Comment le terrorisme a-t-il évolué?
Il n’a pas évolué en soi. Le terrorisme, c’est toujours la même définition, s’attaquer de manière aveugle à des cibles civiles pour des motifs prétendument politiques.
En réalité, le terrorisme a été propulsé plus largement. Des grandes marques mondiales sont apparues, avec des franchises locales. Il s’est professionnalisé en termes de communication. D’ailleurs, une partie de son impact est due à la place médiatique qu’on veut bien lui accorder.
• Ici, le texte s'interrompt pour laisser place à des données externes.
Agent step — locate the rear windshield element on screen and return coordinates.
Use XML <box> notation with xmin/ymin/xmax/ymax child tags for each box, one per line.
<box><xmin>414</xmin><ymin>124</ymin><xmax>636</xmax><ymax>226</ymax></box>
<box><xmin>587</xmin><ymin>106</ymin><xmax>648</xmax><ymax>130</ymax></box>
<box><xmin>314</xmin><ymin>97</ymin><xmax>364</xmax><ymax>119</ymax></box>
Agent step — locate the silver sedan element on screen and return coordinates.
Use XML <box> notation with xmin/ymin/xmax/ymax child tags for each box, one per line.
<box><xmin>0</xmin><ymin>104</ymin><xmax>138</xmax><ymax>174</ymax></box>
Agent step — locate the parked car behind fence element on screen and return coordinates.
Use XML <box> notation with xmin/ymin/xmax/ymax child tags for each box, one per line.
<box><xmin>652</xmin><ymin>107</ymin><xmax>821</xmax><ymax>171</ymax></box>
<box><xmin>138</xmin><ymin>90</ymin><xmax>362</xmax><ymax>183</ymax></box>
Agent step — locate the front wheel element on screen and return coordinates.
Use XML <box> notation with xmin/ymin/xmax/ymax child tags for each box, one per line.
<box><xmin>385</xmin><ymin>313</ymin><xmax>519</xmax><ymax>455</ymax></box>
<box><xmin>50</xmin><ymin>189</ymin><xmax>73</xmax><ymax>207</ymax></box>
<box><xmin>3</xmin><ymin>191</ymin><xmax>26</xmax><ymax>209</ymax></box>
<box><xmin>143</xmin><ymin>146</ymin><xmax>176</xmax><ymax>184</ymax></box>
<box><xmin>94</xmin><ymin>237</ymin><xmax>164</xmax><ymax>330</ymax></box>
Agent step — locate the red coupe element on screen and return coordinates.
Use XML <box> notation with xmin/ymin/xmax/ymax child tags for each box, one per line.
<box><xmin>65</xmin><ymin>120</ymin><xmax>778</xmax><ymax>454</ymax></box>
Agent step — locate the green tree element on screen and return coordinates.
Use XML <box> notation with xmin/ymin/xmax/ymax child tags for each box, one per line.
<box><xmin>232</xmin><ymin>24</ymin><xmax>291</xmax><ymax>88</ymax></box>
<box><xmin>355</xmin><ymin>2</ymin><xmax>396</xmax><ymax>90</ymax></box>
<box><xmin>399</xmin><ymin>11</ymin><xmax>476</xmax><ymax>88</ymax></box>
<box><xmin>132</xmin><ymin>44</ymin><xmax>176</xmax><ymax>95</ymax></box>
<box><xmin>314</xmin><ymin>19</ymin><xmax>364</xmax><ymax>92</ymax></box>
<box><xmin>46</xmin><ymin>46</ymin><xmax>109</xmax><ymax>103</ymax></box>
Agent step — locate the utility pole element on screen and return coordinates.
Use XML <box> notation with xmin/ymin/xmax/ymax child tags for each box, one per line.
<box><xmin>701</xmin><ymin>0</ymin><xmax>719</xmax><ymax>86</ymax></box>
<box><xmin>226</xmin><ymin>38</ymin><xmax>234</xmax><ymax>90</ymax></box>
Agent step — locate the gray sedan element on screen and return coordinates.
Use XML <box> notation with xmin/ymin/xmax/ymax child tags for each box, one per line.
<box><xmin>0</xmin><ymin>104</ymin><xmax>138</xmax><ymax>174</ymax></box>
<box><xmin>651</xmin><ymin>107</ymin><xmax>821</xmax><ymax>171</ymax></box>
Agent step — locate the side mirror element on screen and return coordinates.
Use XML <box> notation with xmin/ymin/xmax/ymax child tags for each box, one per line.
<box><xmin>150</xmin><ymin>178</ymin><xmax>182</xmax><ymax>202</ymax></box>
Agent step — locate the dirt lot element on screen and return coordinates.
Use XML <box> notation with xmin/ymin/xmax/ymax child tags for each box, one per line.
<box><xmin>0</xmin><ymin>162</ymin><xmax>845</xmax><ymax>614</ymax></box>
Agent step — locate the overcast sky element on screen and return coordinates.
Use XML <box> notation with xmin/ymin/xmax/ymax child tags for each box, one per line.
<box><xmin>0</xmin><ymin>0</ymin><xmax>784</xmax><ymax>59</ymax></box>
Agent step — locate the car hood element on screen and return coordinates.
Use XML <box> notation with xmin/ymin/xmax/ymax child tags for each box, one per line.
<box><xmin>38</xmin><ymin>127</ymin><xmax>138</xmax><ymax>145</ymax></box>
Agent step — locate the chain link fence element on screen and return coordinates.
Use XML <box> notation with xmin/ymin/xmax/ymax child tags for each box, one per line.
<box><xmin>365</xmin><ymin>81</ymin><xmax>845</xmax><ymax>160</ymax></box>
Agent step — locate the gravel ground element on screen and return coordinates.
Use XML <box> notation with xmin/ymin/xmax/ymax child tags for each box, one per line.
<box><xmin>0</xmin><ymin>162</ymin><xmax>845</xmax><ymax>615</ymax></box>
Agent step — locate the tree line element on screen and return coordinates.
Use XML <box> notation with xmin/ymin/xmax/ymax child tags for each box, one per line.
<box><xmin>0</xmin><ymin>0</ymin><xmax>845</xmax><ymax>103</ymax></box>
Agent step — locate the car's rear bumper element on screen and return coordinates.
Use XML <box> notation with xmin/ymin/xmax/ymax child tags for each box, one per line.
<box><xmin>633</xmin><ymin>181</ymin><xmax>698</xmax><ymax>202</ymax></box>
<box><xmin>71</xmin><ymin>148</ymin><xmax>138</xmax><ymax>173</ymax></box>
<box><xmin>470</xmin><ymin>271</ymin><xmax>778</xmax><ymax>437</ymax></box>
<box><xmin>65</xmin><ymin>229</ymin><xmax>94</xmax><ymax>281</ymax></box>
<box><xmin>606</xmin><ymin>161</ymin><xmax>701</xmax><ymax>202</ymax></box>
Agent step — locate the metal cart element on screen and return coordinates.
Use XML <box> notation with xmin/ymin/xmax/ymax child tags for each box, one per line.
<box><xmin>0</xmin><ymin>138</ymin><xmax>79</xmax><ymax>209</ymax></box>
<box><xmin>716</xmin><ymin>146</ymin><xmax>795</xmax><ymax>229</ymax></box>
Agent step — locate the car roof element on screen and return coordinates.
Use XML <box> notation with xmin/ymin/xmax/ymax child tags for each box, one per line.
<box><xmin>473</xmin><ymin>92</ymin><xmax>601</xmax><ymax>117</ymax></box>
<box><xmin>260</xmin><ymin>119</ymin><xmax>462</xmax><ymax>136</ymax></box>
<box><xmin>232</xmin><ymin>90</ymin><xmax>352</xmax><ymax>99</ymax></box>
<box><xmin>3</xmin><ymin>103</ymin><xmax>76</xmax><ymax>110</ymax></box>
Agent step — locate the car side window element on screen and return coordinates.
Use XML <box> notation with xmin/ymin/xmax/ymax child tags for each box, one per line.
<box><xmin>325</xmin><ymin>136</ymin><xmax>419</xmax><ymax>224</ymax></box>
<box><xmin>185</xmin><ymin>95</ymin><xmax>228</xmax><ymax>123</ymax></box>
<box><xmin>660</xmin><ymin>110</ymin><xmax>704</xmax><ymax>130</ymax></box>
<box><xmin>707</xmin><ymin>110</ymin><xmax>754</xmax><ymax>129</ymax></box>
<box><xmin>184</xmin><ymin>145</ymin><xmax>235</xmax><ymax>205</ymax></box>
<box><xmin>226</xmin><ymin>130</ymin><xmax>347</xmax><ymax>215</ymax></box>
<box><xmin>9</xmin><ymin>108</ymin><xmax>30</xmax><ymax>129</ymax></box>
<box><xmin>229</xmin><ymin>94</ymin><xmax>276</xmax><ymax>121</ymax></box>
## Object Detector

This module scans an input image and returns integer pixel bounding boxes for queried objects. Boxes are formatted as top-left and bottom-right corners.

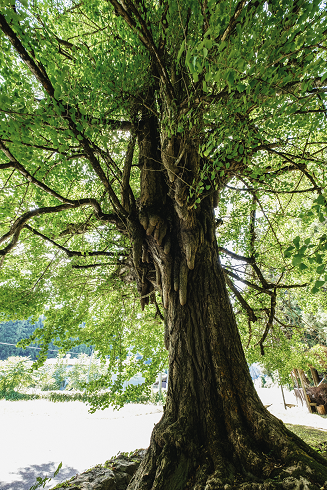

Quelles sont les filières les plus actives?
Il y a les deux grandes marques mondiales, Daech et Al-Qaïda, qui, comme Coca et Pepsi, se concurrencent mutuellement. Puis des succursales qui, pour mieux faire parler d’elles, se rattachent à l’une de ces deux marques sous le nom d’une filiale locale. On trouve aussi des individus isolés, qui passent à l’acte plus souvent pour des raisons de troubles psychologiques et qui font référence à ce qu’ils ont entendu ou lu sur les réseaux sociaux, sans avoir de lien direct et organique avec ces groupes. Enfin, il y a des groupes hybrides qui mêlent action terroriste, grande criminalité, trafic et qui, quelque part, essayent de cacher leurs activités derrière le terrorisme pour donner un aspect politique à leur action.

Le retour des talibans au pouvoir va-t-il relancer le djihadisme international?
Non, parce que les talibans, s’ils sont bien sûr islamistes, sont avant tout des nationalistes. Leur objectif est de conquérir le pouvoir en Afghanistan, ce qui les oppose à Daech.
Leurs idéologies sont tout à fait contraires. Les talibans représentent un national-islamisme qui veut conquérir le pouvoir en Afghanistan. Ils ont compris qu’ils n’avaient pas suffisamment surveillé Al-Qaïda à la fin des années 90 et que c’est pour cette raison qu’ils ont été délogés du pouvoir. Par contre, Al-Qaïda n’a pas de programme politique afghan. L’Afghanistan n’est pour eux qu’une base arrière.
Les talibans peuvent exercer une influence sur Al-Qaïda, mais ils n’en exercent aucune sur Daech. Ce qui peut étonner tout le monde, et être paradoxal, c’est qu’aujourd’hui les talibans sont les ennemis de Daech. Et nous avons intérêt qu’ils gagnent la bataille.

Les talibans et Daech ont pourtant des points communs. Imposer un califat, la charia, la terreur…
Ils ont une idéologie commune. Mais appliquer la charia, l’Arabie saoudite en fait de même, et nous avons des relations avec ce pays.
Ce n’est pas tellement la charia qui est en cause. La priorité des talibans, c’est l’Afghanistan. S’ils ont vaincu les États-Unis, c’est parce qu’ils se trouvaient sur le sol afghan et non parce qu’il s’agit d’un pays démocratique et capitaliste. Pour Daech, les États-Unis sont un ennemi, quel que soit le lieu où ils sont présents militairement.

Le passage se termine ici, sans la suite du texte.